Eine der ersten Undercover-Recherchen wurde durch eine Journalistin in einer Nervenheilanstalt durchgeführt. Viele der aufgedeckten, menschenverachtenden Missstände waren zu diesem Zeitpunkt völlig legal. Legt man den Grundsatz des BVerfG zu Grunde, hätte sie nicht darüber berichten dürfen. Zum Glück tat sie es dennoch und die öffentliche Empörung sorgte für die stärkere Reglementierung des Verhältnisses zwischen ÄrztInnen, PflegerInnen und psychisch kranken PatientInnen. 2003 schlich sich ein Undercover-Journalist in das größte deutsche Affenlabor bei Münster ein.
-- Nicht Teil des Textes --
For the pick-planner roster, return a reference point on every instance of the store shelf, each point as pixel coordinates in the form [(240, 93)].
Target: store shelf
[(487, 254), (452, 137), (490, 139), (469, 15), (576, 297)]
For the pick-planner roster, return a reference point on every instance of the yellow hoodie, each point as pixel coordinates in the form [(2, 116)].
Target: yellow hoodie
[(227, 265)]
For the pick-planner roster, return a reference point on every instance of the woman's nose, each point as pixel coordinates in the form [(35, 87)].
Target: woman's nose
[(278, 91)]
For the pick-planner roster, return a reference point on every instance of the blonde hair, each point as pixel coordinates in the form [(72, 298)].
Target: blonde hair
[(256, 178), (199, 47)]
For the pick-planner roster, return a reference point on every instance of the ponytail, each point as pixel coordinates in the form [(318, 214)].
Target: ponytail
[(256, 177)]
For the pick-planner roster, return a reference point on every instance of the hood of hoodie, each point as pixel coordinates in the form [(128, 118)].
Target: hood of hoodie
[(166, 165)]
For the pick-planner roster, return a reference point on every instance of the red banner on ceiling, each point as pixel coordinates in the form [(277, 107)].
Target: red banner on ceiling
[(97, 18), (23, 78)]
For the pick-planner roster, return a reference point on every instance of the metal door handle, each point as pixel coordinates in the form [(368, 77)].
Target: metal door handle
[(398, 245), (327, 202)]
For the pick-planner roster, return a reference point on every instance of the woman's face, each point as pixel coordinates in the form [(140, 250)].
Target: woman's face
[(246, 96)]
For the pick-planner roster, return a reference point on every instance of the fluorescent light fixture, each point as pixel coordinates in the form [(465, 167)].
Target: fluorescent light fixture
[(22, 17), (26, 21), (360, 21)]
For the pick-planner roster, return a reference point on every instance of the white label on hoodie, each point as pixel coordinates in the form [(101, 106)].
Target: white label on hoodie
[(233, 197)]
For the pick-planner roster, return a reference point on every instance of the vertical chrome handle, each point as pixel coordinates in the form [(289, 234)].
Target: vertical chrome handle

Er sammelte dort verdeckt Informationen zum schockierenden Umgang des Personals mit den Affen und der völlig unzureichenden Affenhaltung in Form von Bild- und Videodaten. Anfang 2004 wurde ihm durch das LG Münster die Verbreitung des Videomaterials untersagt. Da die zuständigen Behörden die tierquälerischen Zustände im Affenlabor als rechtmäßig und das Unternehmen diese als ganz normalen Laboralltag ansehen, bestand nach Ansicht des LG Münsters kein erheblicher Missstand und damit kein überragendes öffentliches Interesse an der Aufdeckung des Sachverhalts. Das Massenblatt "Bild" dagegen druckte nach dem Veröffentlichungsverbot die Bilder dennoch ab und titelte am 15.06.04 "Was wir hier sehen, ist in Deutschland ganz legal" und am 19.06.2004 unter dem Titel "Sie verstecken sich hinter Paragraphen und machen einfach weiter". Nicht die Tierquälerei eines schwarzen Schafes der Branche sondern gerade die Tatsache, dass diese Tierquälerei branchenüblich und nach Ansicht der Behörden völlig legal ist, begründet ein besonderes öffentliches Interesse. Das OLG Hamm, welches in zweiter Instanz über diesen Fall zu entscheiden hatte, betonte, dass die gesammelten Informationen nicht aus einem besonders geschützten Vertrauensbereich stammen und verwarf die Anwendung des Rechtswidrigkeitsgrundsatzes. Innerhalb einer freien Abwägung kam das Gericht dann zu dem Ergebnis, dass das öffentliche Interesse an der Aufdeckung der Missstände das Geheimhaltungsinteresse des Affenlaborunternehmens überwiegt.
Dem Unternehmen war es jedoch bis dahin mit Hilfe des vom BVerfG entwickelten Rechtswidrigkeitsgrundsatzes gelungen, das Bildmaterial für einen Zeitraum von über einem halben Jahr zu unterdrücken.
Das OLG Hamm ist nicht das erste Zivilgericht, welches vom Rechtswidrigkeitsgrundsatz abweicht, wenn die Informationen nicht aus einem besonders geschützten Vertrauensbereich stammen.3 Es ist davon auszugehen, dass das Affenlabor die Sache vor das BVerfG zu bringen versucht. Das BVerfG würde gut daran tun, wenn es den Rechtswidrigkeitsgrundsatz aufgibt und die Fortentwicklung sachgerechter und rechtssicherer Kriterien für die freie Abwägung dieses Grundrechtskonflikts fördert.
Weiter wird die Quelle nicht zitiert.